How does a retirement account work? how how does my money grow by investing in a retirement account?

I know that once I invest money in a retirement account I can't touch it unless it's for emergencies but I would like to know how does my money grow in this type of account and how soon can I see results?
How does a retirement account work? how how does my money grow by investing in a retirement account?
When you are investing, you have to invest for the long term to see any results. In the beginning years, you may be quite emotional to the market fluctuations. If market went down, the value of your portfolio went down. Your natural response would be, "I lost money." But the fact is you haven't lost or gain any money because you didn't touch your money. How your portfolio performs depends on these factors:


1) What is your average price per share compare to current price per share?


2) How long have you had the investment?


3) Dividends and capital gains payout (if any)


4) Type of investment. Are you invested in conservative funds or large growth funds? If you want higher growth, you need to be willing to accept higher risks.


5) How disciplined are you? Are you going to pull out when the stock market is down or are you going to stay in and continue to invest?
Reply:There are many times.





The common denominators is tax advantaged savings.





Either tax deferred or tax free gains.





A 401K is a company sponsered account, and they often do a match of some contributions.





A traditional IRA is a has tax deffered gains


A Roth IRA has tax free gains.





Most financial institutions will let you start an IRA with them. I use Scottrade and invest in mutual funds and stocks.





Company 401Ks are usually limited to the investments the company has to offer.





Most banks have limited investments also.





I have a small Roth IRA at my bank, that keeps my minimum balance so I can get all the freebies. It does not earn much, but I get free safe deposit box, free checks and free money orders because of it. It is just in a money market CD that only makes 3.5%, but I gain 10 times that in freebies.





My particular bank, has very "expensive" mutual funds that I will not buy because it would be dumb.
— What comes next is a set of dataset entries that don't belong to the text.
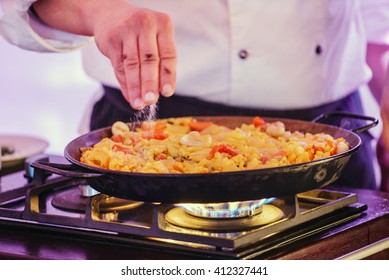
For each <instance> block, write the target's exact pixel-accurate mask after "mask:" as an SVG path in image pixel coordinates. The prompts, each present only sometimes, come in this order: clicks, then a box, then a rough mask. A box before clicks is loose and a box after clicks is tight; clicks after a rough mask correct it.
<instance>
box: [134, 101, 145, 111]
mask: <svg viewBox="0 0 389 280" xmlns="http://www.w3.org/2000/svg"><path fill="white" fill-rule="evenodd" d="M144 106H145V105H144V103H143V101H142V100H141V99H140V98H136V99H135V100H134V102H133V103H132V107H133V108H134V109H135V110H142V109H143V107H144Z"/></svg>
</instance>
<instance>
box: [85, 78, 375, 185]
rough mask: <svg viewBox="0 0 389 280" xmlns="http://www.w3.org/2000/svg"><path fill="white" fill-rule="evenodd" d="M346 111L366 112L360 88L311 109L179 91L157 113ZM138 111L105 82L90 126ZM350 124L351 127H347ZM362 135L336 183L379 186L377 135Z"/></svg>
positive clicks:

A great book, that helped me, is "More Wealth without Risk" by Charles Givens. You can find it at any library.
Reply:Your money goes into a special pension fund managed by a professional investment expert, who invests it in the stock market.. You also get some tax back, so it becomes cheaper. When you retire, the fund manager buys an annuity for you, which gives you a guaranteed income for life. The size of the pension will depend on how well the manager has performed. So there is a large element of luck involved.